Plaines aquarelles
Plaines aquarelles est un projet de recueil de courts poèmes et d’aphorismes poétiques inspirés par des dessins à l’aquarelle. Une cinquantaine de vignettes composeront ce recueil. Chacune d’elles consistera en une peinture inspirée par le paysage des Plaines et des réflexions poético-philosophiques.
Coquelicots transtemporels
ces petites touches écarlates venues du fond de l’enfance
persistent comme des éclats de sang vifs
sur mes rétines blasées de grande personne
L’idée de ce recueil sur la Plaine est née de la crise du COVID-19. Mes projets de voyage, de théâtre et de retraite d’écriture ayant tous été annulés ou remis au plus tôt à l’automne, je me suis retrouvé ici face à la Plaine.
Les amis proches s’étaient retranchés chez eux par prudence. Le sentiment d’isolement était aggravé par l’impression d’être en exil car, après deux décès récents dans ma famille proche, je me trouvais encore en état de deuil. L’impossibilité de nous retrouver physiquement fut vécue douloureusement par tous les membres de notre famille. Bref, la plate immensité de la Plaine avait tout de la prison, comme l’était la mer pour Papillon, le célèbre bagnard.
J’en voulais à la Plaine de me retenir dans ses trop grands espaces, loin de mon pays natal et de mes proches. Qu’elle n’ait aucune responsabilité dans tout ça importait peu, c’est elle qui m’isolait du reste du monde. Il y a des jours d’avril ou de mai où je l’ai haïe.
Que faire ? La situation était critique. En mai, une rencontre virtuelle avec d’autres artistes fransaskois montra qu’au-delà du sentiment de claustrophobie, nous tous souffrions d’un excès de doute, d’anxiété et d’une créativité en panne. Bref, une sorte de « petite mort » pour des artistes comme nous.
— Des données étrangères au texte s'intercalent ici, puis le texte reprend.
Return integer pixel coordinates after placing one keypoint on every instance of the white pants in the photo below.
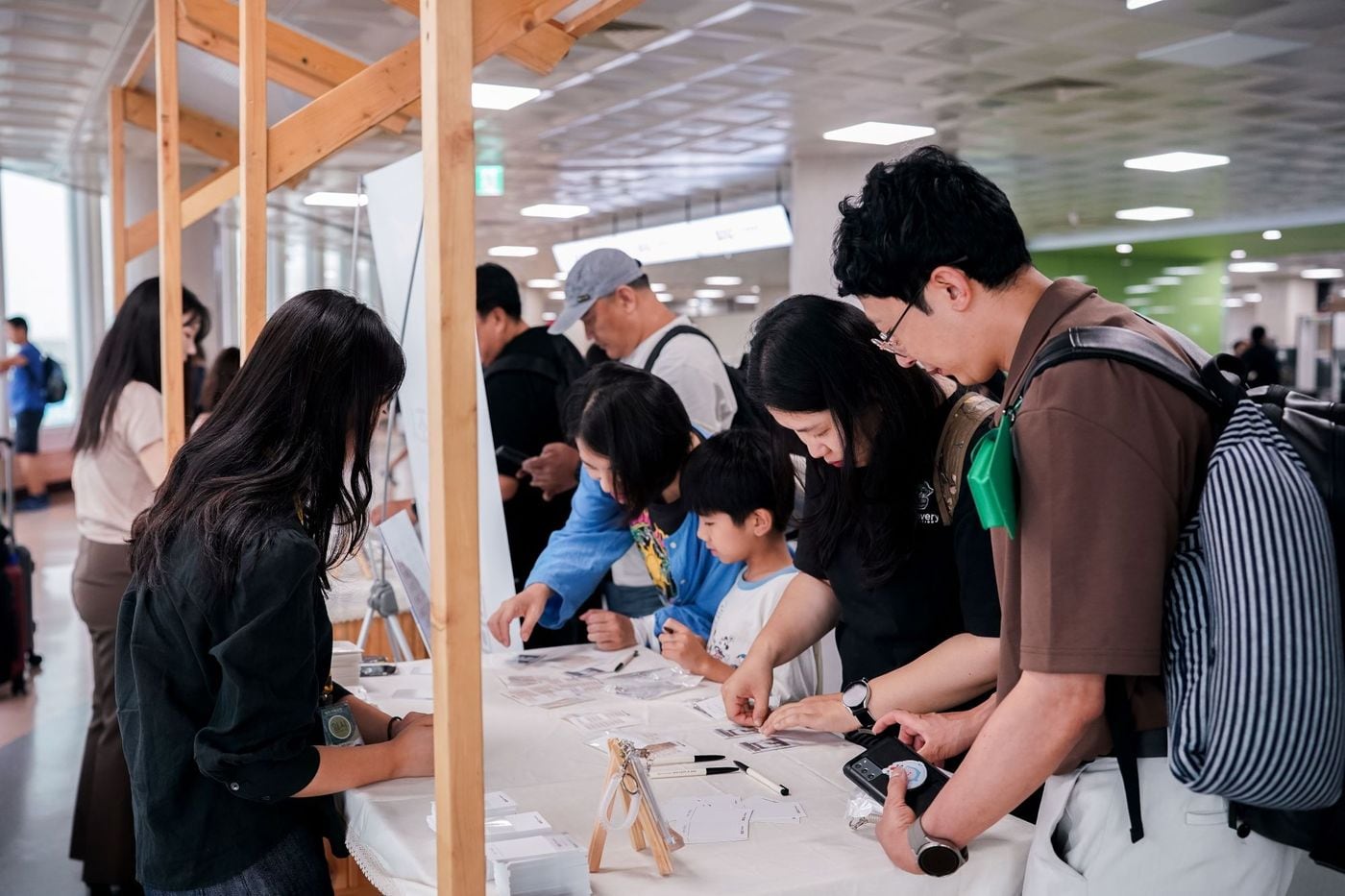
(1082, 844)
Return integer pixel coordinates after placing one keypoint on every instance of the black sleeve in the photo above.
(257, 741)
(975, 560)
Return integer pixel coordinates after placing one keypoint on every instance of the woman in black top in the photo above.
(914, 601)
(224, 643)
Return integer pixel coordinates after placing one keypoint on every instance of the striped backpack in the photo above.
(1254, 644)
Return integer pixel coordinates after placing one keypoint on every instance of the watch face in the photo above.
(938, 860)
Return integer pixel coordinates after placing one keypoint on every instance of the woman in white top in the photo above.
(120, 462)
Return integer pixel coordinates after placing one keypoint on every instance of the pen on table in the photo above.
(683, 759)
(693, 772)
(759, 777)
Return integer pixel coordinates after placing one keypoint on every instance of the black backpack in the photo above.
(750, 413)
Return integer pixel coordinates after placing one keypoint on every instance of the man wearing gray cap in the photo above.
(609, 292)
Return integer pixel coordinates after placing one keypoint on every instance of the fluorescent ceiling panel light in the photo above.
(511, 252)
(1176, 161)
(553, 210)
(1154, 213)
(735, 233)
(500, 96)
(878, 133)
(336, 200)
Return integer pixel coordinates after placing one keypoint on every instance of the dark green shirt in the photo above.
(218, 707)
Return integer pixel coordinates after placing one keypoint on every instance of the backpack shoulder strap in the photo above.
(951, 455)
(1210, 386)
(669, 336)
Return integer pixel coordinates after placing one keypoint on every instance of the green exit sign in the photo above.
(490, 181)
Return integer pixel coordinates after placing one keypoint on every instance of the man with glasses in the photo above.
(1109, 466)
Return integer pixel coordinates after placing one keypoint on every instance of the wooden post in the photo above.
(453, 549)
(170, 227)
(252, 118)
(117, 193)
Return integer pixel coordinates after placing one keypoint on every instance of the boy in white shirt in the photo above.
(742, 487)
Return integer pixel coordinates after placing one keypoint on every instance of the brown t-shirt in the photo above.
(1109, 462)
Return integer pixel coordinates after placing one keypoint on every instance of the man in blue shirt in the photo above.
(27, 402)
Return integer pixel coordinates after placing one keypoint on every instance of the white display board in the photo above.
(396, 205)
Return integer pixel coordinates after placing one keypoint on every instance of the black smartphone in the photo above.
(869, 770)
(510, 460)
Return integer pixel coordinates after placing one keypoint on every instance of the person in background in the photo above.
(912, 597)
(527, 375)
(742, 487)
(1260, 359)
(218, 378)
(611, 294)
(224, 644)
(27, 403)
(632, 436)
(118, 463)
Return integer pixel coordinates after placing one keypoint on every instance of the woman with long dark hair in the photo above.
(118, 463)
(910, 593)
(232, 728)
(632, 435)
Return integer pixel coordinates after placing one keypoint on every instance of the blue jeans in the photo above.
(295, 866)
(632, 600)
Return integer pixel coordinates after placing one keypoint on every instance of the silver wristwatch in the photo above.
(937, 858)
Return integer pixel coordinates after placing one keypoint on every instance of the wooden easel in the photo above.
(645, 829)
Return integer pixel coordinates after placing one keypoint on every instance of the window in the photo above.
(39, 276)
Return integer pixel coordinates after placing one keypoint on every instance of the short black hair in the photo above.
(917, 213)
(638, 423)
(497, 288)
(737, 472)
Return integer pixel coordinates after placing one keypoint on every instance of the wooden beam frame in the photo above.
(454, 560)
(253, 178)
(170, 228)
(198, 130)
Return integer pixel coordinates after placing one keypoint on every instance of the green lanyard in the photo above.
(992, 478)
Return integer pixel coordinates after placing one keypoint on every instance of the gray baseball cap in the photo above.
(596, 275)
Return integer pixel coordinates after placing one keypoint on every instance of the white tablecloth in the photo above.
(542, 762)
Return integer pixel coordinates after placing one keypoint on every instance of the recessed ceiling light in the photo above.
(336, 200)
(1154, 213)
(498, 96)
(880, 133)
(553, 210)
(1174, 161)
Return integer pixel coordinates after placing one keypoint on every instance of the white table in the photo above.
(544, 764)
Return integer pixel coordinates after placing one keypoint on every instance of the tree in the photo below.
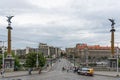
(32, 57)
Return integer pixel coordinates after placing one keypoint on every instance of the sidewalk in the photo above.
(107, 73)
(22, 73)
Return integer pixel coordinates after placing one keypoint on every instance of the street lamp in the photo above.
(117, 60)
(37, 62)
(3, 51)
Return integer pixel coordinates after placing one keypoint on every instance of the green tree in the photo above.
(32, 57)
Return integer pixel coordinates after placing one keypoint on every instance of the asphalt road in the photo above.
(56, 73)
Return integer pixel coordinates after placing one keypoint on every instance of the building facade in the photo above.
(88, 53)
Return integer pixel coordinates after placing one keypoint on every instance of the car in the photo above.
(86, 71)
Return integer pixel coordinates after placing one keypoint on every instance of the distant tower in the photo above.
(112, 36)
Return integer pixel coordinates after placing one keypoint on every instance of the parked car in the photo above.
(86, 71)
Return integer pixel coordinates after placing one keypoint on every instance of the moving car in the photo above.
(86, 71)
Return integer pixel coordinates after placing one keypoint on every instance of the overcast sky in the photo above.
(60, 23)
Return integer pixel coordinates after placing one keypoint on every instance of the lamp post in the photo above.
(117, 61)
(37, 62)
(3, 63)
(112, 36)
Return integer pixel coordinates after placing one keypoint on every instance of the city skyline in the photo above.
(62, 23)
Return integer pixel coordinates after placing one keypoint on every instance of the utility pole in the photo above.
(112, 36)
(37, 62)
(3, 63)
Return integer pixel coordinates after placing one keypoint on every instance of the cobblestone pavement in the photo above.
(57, 74)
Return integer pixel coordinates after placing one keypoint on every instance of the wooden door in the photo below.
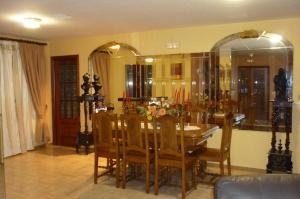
(254, 92)
(65, 92)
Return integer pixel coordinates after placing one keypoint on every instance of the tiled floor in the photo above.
(58, 172)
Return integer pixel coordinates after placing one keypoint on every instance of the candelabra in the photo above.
(90, 102)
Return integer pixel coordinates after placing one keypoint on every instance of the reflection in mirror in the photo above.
(246, 64)
(114, 58)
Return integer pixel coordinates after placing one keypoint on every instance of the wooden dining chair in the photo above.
(106, 142)
(135, 145)
(198, 115)
(170, 151)
(223, 153)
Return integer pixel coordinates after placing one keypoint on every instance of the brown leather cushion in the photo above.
(269, 186)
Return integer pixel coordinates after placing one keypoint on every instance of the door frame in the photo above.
(53, 87)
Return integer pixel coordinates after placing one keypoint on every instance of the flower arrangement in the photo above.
(154, 111)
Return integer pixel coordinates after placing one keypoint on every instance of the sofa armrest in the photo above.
(268, 186)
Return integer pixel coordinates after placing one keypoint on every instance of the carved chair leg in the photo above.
(183, 183)
(222, 168)
(96, 169)
(117, 172)
(194, 176)
(147, 177)
(156, 174)
(124, 174)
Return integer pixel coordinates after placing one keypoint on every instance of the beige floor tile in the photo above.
(58, 172)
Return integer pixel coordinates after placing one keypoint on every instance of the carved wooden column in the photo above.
(279, 160)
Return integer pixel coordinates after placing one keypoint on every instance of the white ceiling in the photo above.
(72, 18)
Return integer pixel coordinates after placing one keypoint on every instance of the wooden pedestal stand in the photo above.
(90, 102)
(278, 159)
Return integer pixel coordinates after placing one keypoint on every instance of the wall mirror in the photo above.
(245, 64)
(116, 64)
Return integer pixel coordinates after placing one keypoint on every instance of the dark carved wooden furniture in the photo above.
(90, 103)
(279, 159)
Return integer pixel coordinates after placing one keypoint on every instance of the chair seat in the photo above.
(211, 154)
(174, 161)
(136, 156)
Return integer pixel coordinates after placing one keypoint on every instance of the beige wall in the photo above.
(249, 148)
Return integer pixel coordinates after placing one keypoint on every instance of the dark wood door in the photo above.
(65, 92)
(254, 92)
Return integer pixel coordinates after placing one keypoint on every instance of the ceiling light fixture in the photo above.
(114, 49)
(149, 59)
(250, 58)
(276, 38)
(32, 23)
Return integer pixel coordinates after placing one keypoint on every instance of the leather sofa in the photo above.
(268, 186)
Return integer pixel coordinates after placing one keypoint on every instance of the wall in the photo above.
(249, 148)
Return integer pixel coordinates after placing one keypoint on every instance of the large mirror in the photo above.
(240, 67)
(116, 64)
(245, 65)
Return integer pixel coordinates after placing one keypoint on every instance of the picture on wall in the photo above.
(176, 71)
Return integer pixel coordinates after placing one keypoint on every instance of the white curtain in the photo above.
(18, 114)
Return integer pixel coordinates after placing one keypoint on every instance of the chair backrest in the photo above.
(226, 133)
(132, 132)
(198, 115)
(105, 126)
(167, 132)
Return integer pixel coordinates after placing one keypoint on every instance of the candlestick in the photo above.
(183, 95)
(124, 97)
(188, 102)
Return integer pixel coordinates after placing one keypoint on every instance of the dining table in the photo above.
(194, 134)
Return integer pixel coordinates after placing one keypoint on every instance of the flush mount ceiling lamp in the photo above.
(113, 49)
(149, 59)
(250, 58)
(32, 23)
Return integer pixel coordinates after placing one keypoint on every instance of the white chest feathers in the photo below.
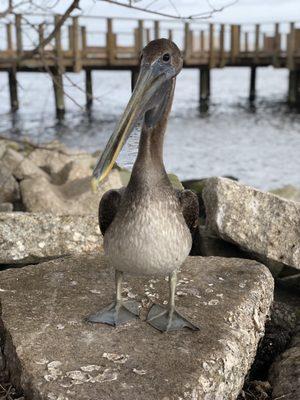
(148, 237)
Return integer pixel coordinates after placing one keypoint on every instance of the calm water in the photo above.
(261, 147)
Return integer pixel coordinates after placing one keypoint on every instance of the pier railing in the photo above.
(77, 46)
(90, 43)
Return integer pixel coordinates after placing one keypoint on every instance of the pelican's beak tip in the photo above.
(94, 184)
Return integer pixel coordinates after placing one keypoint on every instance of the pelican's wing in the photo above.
(108, 208)
(190, 208)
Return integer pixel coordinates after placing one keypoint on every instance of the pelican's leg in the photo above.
(168, 319)
(119, 311)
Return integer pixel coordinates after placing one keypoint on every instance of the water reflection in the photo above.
(258, 142)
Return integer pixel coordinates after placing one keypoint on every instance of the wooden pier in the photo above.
(76, 47)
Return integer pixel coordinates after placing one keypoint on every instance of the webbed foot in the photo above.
(116, 313)
(166, 320)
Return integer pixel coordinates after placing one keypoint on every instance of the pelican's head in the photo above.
(161, 61)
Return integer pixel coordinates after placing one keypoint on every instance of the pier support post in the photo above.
(57, 79)
(13, 89)
(88, 88)
(294, 88)
(204, 86)
(134, 76)
(252, 92)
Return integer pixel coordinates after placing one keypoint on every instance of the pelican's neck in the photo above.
(149, 167)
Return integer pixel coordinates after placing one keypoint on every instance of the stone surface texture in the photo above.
(9, 188)
(54, 354)
(30, 237)
(288, 192)
(284, 374)
(258, 222)
(72, 197)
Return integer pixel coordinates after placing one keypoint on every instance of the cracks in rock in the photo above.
(4, 267)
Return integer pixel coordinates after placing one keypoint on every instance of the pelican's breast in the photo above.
(148, 236)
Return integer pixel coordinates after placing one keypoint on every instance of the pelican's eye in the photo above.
(166, 57)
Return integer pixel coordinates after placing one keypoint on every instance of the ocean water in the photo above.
(259, 145)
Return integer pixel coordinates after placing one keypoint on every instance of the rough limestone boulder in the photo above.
(54, 156)
(19, 165)
(288, 192)
(284, 374)
(31, 238)
(52, 353)
(72, 197)
(9, 188)
(258, 222)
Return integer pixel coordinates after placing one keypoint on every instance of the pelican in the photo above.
(147, 225)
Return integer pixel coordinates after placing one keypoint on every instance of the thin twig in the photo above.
(47, 40)
(192, 17)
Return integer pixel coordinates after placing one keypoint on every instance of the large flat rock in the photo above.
(58, 356)
(284, 374)
(34, 237)
(259, 222)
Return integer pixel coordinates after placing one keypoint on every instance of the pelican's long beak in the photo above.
(149, 80)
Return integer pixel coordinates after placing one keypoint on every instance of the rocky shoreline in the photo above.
(48, 212)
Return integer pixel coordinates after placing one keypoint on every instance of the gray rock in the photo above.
(284, 374)
(6, 207)
(288, 192)
(28, 238)
(258, 222)
(72, 197)
(54, 158)
(19, 165)
(53, 354)
(9, 188)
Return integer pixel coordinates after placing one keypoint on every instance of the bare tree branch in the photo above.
(62, 20)
(203, 15)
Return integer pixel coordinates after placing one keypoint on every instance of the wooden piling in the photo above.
(58, 48)
(140, 36)
(13, 89)
(9, 37)
(18, 20)
(235, 42)
(110, 42)
(148, 35)
(211, 46)
(41, 30)
(70, 37)
(257, 42)
(291, 47)
(294, 88)
(222, 51)
(277, 47)
(204, 85)
(252, 91)
(76, 45)
(134, 76)
(187, 41)
(83, 39)
(88, 88)
(202, 41)
(156, 30)
(57, 79)
(246, 42)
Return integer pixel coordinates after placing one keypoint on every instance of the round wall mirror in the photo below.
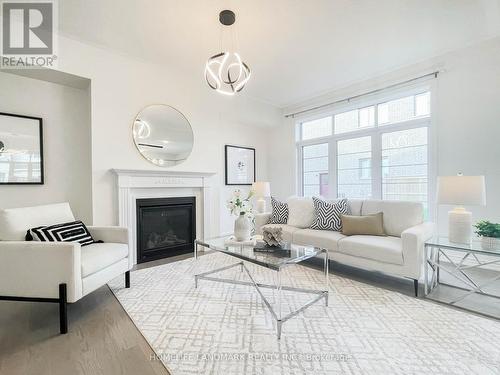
(163, 135)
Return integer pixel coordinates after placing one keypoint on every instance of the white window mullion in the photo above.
(332, 168)
(376, 166)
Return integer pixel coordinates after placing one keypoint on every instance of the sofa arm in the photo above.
(260, 221)
(109, 234)
(35, 269)
(413, 240)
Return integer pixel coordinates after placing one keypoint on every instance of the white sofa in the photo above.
(61, 272)
(400, 253)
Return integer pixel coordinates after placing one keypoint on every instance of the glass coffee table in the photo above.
(275, 261)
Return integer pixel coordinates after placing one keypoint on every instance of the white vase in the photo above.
(242, 228)
(490, 243)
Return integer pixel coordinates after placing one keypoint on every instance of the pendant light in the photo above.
(225, 72)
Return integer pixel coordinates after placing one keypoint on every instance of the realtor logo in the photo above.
(28, 33)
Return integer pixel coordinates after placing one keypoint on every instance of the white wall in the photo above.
(467, 122)
(122, 86)
(66, 136)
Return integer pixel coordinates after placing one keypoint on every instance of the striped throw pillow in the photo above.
(74, 231)
(279, 214)
(328, 215)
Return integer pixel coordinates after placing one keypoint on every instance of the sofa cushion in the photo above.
(279, 214)
(364, 224)
(398, 215)
(301, 212)
(382, 249)
(326, 239)
(353, 204)
(14, 222)
(287, 230)
(327, 215)
(74, 231)
(99, 256)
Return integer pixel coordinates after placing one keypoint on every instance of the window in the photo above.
(350, 154)
(378, 150)
(315, 170)
(404, 175)
(317, 128)
(404, 109)
(354, 120)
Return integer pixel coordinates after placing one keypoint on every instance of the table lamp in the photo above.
(261, 190)
(461, 191)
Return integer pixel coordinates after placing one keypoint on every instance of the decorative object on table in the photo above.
(284, 250)
(162, 135)
(241, 207)
(225, 72)
(272, 236)
(461, 191)
(21, 149)
(489, 233)
(261, 191)
(279, 214)
(240, 165)
(368, 225)
(232, 241)
(327, 215)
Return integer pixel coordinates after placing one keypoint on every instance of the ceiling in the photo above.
(296, 48)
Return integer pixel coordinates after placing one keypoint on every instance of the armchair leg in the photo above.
(63, 312)
(127, 279)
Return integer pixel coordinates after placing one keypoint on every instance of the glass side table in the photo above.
(462, 263)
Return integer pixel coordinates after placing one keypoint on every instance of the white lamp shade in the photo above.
(462, 190)
(261, 189)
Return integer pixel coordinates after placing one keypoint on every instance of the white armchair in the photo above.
(60, 272)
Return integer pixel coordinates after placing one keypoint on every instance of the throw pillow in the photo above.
(372, 225)
(74, 231)
(279, 214)
(301, 212)
(328, 214)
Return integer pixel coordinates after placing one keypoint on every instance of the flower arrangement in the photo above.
(238, 205)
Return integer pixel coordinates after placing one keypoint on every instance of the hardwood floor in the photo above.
(102, 340)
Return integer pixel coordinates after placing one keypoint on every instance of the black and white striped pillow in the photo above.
(279, 214)
(74, 231)
(328, 214)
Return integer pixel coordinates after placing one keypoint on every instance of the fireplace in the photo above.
(165, 227)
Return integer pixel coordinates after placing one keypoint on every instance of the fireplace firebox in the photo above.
(165, 227)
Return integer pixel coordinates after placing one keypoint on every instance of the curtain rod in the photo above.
(435, 74)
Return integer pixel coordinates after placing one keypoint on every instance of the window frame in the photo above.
(375, 133)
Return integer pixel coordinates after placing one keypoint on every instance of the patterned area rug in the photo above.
(226, 329)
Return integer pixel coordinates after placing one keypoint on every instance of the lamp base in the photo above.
(261, 205)
(460, 226)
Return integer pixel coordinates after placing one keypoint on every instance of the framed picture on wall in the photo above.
(240, 165)
(21, 150)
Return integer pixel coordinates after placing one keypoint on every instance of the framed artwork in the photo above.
(21, 150)
(240, 165)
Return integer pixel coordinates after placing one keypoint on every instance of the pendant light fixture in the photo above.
(225, 72)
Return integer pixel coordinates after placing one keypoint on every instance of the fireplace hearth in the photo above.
(165, 227)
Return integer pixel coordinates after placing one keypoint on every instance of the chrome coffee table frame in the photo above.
(279, 287)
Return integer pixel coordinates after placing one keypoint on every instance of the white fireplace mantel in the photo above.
(136, 184)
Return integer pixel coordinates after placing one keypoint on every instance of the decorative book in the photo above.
(232, 241)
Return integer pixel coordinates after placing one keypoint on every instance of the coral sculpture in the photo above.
(272, 236)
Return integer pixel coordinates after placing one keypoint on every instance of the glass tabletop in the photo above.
(271, 258)
(477, 245)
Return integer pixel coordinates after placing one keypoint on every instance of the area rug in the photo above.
(226, 329)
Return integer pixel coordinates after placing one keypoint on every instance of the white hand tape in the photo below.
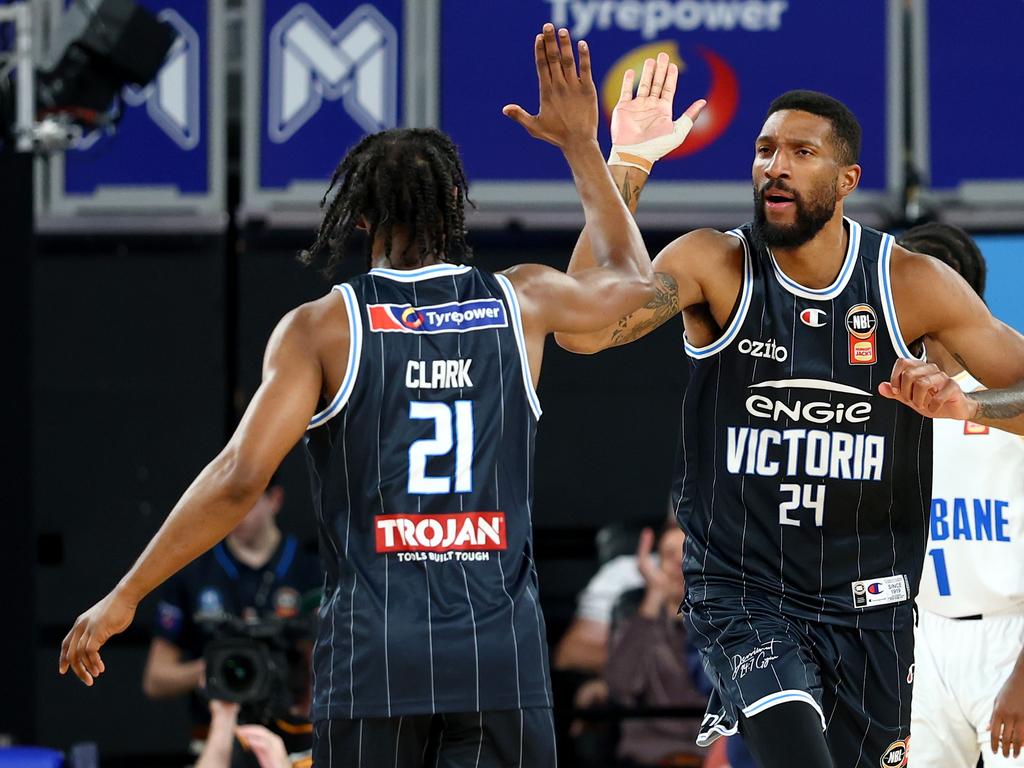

À mesure que la pandémie s’étirait dans le temps, il parut que la remise en question de notre façon de vivre et de notre point de vue était à la base de cette sensation de vide. La solution était ici et pas ailleurs. Je m’interrogeais : où en étais-je de ma relation avec les Prairies ? Comment vivais-je aujourd’hui cette vaste Plaine, moi, ancien enfant des montagnes ? Comment, moi, qui fut longtemps un habitué des ascensions audacieuses, percevais-je ce vaste espace planaire ? Fallait-il que je prépare à mettre un terme à mes 30 ans de vie ici ?
La Plaine avait-elle des réponses à tout ça ? Peut-être, mais avais-je vraiment envie de dialoguer cette « grande muette » qui m’étouffait ?
J’ai commencé par consulter mes notes et dessins de ces 15 dernières années. J’ai découvert que nous n’avions pas cessé de nous parler par le dessin et l’écriture. Elle a accompagné mon parcours de mari, père, scientifique et, plus tard, celui d’écrivain et d’art-thérapeute, bref presque tout. J’ai décidé de rassembler les vignettes de ces 10 dernières années et de le compléter avec de nouvelles.
Le procédé que j’utilise pour ce dialogue est une sorte d’écriture-dessin automatique. Il m’est venu spontanément il y a une vingtaine d’années : j’ouvre ma palette d’aquarelles et me laisse attirer par une couleur. (couleur-humeur, couleur-souvenir, couleur-paysage, etc.)
J’y trempe mon pinceau et ensuite vient le dessin, le geste. Il y a des gestes-désirs ou crainte, des gestes-questions (si nombreux !), des gestes-protections, etc. Bien sûr, la couleur influe le geste. Le bleu d’azur est plus aérien que le gris ou le brun, concrets et solides. Le dessin final contient mon vécu et ma personnalité à la manière des idéogrammes qui contiennent celle des calligraphes chinois.
C’est donc tout naturellement, qu’après, viennent les mots. Comme la Plaine est un vaste espace, ces écrits vont dans toutes sortes de directions, parfois concrets et terriens, parfois aériens. Badland des pertes, horizons des espoirs fous, saisons-nostalgie, c’est tout une géographie intérieure qui émerge ici.